Por cadu.bruno

Rio - Por 40 votos a 19, os deputados da Alerj aprovaram nesta quarta-feira o texto-base que modifica as regras para aposentadorias e pensões concedidas pelo estado. A proposta, de autoria do governo, é uma das exigências da União para que o Rio possa aderir ao Plano de Recuperação Fiscal.

Os servidores da Segurança Pública — incluindo agentes do Degase —, no entanto, estarão fora das novas exigências. Ou seja, para esse grupo nada muda. A redação final será publicada no DO do Legislativo amanhã, e, ontem, diversas emendas foram acordadas pelos parlamentares. 

A exclusão do pessoal da Segurança (bombeiros, PMs, policiais civis, agentes penitenciários e agentes do Degase) às novas regras foi proposta por emendas de diversos deputados, como Luiz Paulo (PSDB); Flávio Bolsonaro (PSC); Martha Rocha, Zaqueu Teixeira, Luiz Martins e Jânio Mendes, todos do PDT.

As principais mudanças tratam das exigências para concessão de pensão por morte. O benefício será concedido de acordo com a expectativa de vida do beneficiário. O texto aprovado pela Casa também deixou de fora das regras os dependentes incapazes e sem condições de reabilitação profissional.

Para o cônjuge com menos de 44 anos obter o benefício, ele deverá ter pelo menos dois anos de casamento ou de união estável antes do ano do óbito do servidor que deixou a pensão. E para os proventos serem autorizadas, só se o funcionário tiver contribuído, no mínimo, por 18 meses ao Rioprevidência. A pensão só será vitalícia para o dependente com, no mínimo, 44 anos de idade.

PENSÃO EM DOBRO

Os dependentes de militar (apenas soldado, cabo, e sargento) e demais agentes de Segurança que morrerem durante o serviço terão direito a pensão em dobro. A proposta é de autoria de Cidinha Campos, Luiz Martins e Jânio Mendes — todos do PDT — e foi acolhida pelos parlamentares da Casa.

Segundo Martins, o governador Luiz Fernando Pezão se comprometeu em aprovar esse item do texto: “Não haverá veto”.

A Alerj também derrubou do texto do governo a exigência para que o aposentado por invalidez tenha que ir duas vezes ao Rioprevidência para perícia-médica.
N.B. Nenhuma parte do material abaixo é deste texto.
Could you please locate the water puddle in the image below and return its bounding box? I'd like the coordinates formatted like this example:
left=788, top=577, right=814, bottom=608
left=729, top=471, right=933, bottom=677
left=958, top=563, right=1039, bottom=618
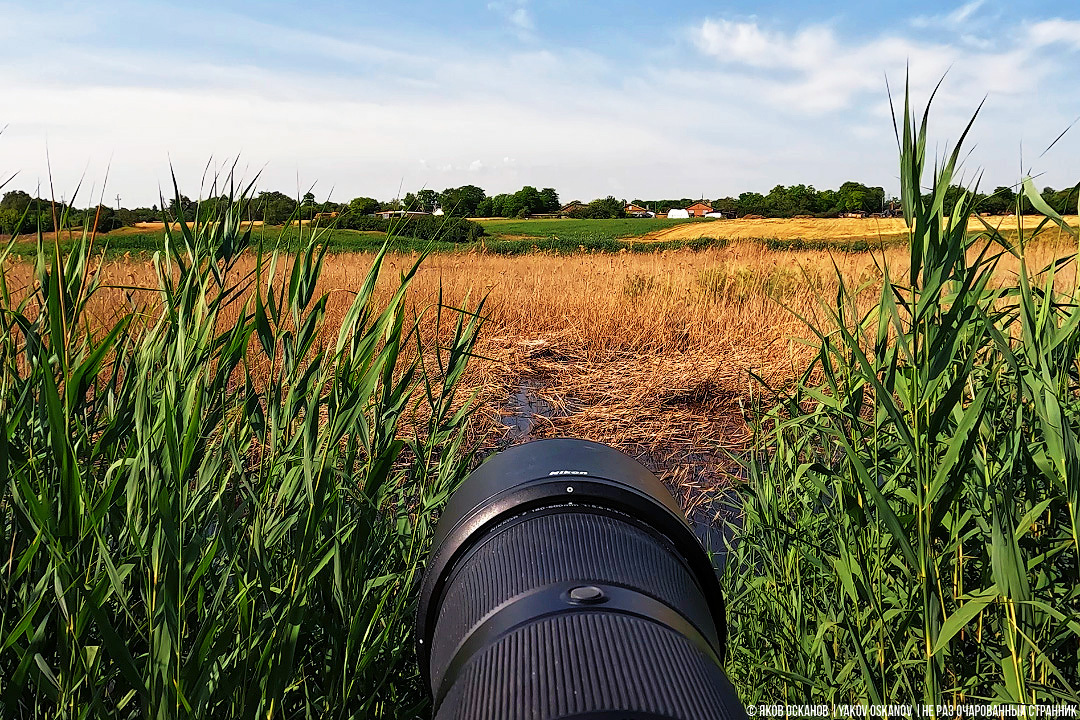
left=499, top=380, right=564, bottom=450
O segurado terá que fazer isso uma vez ao ano.

Os parlamentares mantiveram o direito à pensão para filhos e enteados dependentes, que poderão receber o benefício até 24 anos, desde que sejam universitários. O projeto do governo tentava reduzir a idade para 21 anos.

Apesar das alterações no texto do Executivo, o deputado Paulo Melo (PMDB) afirmou que a proposta é um “avanço significativo” para dar alívio ao sistema previdenciário do estado.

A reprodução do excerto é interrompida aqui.